Brucella abortus/Brucella melitensis: Standard necropsies for B. abortus-infected cattle and B. melitensis-infected goats at the National Animal Disease Center recover supramammary, prescapular, and parotid lymph node tissue, both for the grinding for the bacterial enumeration and for the RNA preparation for the host RNA expression profiling. B. abortus can be regularly recovered in each of these lymph nodes in experimentally infected cattle⁹_. The presence of bacteria in each of these lymph node types can be detected in B. melitensis-infected goats up to at least nine months post-infection using the RNA-based methodologies from our studies (Boggiatto et al., unpublished). Salmonella sp.: The prescapular, subiliac (prefemoral), and mesenteric lymph nodes have been useful during the profiling of cattle carcasses for a Salmonella prevalence^10,11,12 and would be of potential interest for transcriptomic studies. E. coli O157:H7: Mesenteric lymph nodes (at the middle small intestine and distal small intestine locations) can be the sites of an occasional recovery of the bacteria in infected calves (but not in infected adult cattle)¹³. Leptospirosis (Leptospira sp.): A chronic persistence of the bacteria has been observed in the lymph nodes draining the mammary gland¹⁴. Mycobacterium bovis: In cattle, the bacteria have been recovered post-experimental infection from the mediastinal and tracheobronchial lymph nodes of calves¹⁵. Additionally, lymph node RNA has been utilized to examine large animal host responses to viruses, such as the porcine reproductive and respiratory syndrome virus². Figure 2 depicts the location of a subset of these major lymph nodes in the cattle body.
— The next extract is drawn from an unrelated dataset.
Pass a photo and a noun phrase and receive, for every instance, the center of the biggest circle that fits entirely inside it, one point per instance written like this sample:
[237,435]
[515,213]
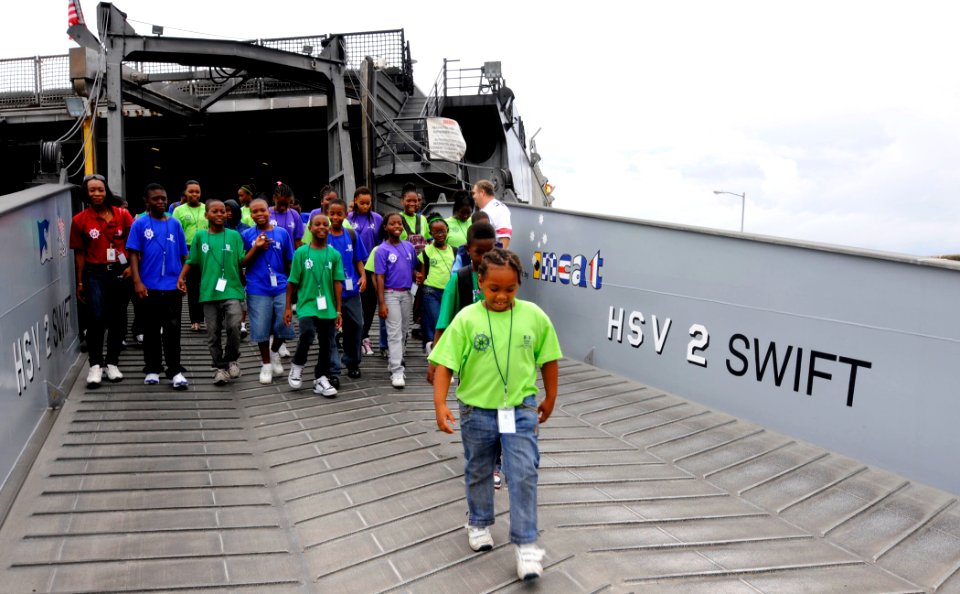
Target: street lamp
[743,203]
Figure 2: Cartoon depicting selected lymph node locations in Bos taurus. The numbered lymph nodes are annotated. Please click here to view a larger version of this figure.

In this paper and the associated video, we present a protocol for the isolation of large animal lymph nodes for RNA studies, designed to be informative for molecular biologists involved in transcriptomic studies of large animal infections. First, we provide an overview of the isolation procedure for the lymph nodes, using sampling from bovine and bison tissues as examples. Paired with this demonstration, as displayed in the video, is a workflow for a reproducible tissue sampling for RNA isolation. Next, we describe important considerations for the processing of an infected lymph node, with a focus on safety, consistency, and RNA quality.
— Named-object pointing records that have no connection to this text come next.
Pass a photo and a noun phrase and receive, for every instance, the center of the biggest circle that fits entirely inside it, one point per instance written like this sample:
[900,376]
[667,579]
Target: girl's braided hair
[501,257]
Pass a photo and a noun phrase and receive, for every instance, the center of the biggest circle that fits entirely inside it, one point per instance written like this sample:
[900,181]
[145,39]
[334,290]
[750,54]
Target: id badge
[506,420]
The preparation of RNA from the tissue with an acidified phenol-guanidine isothiocyanate reagent is based on the original method of Chomczynski and Sacchi^16,17, with a purification over silica-based spin columns in the presence of chaotropic agents based on the original work of Vogelstein and Gillespie¹⁸. We also examine the potential for the recovery of RNA for transcriptomics from cattle lymph nodes preserved by alternative methods. Finally, we explore the impact of the time variable on the RNA quality in large animal necropsies, including a representative experiment depicting the effect of an increase in time between the euthanasia and the sampling on the recovered RNA profile from bison and bovine lymph nodes. This article will be useful not only to molecular biologists but also to veterinary researchers commencing transcriptomic studies.

Protocol

The animal necropsy procedures depicted here are covered under approved IACUC protocols at the National Animal Disease Center, Ames, IA. All experiments were conducted in accordance with the approved guidelines for animal care and welfare.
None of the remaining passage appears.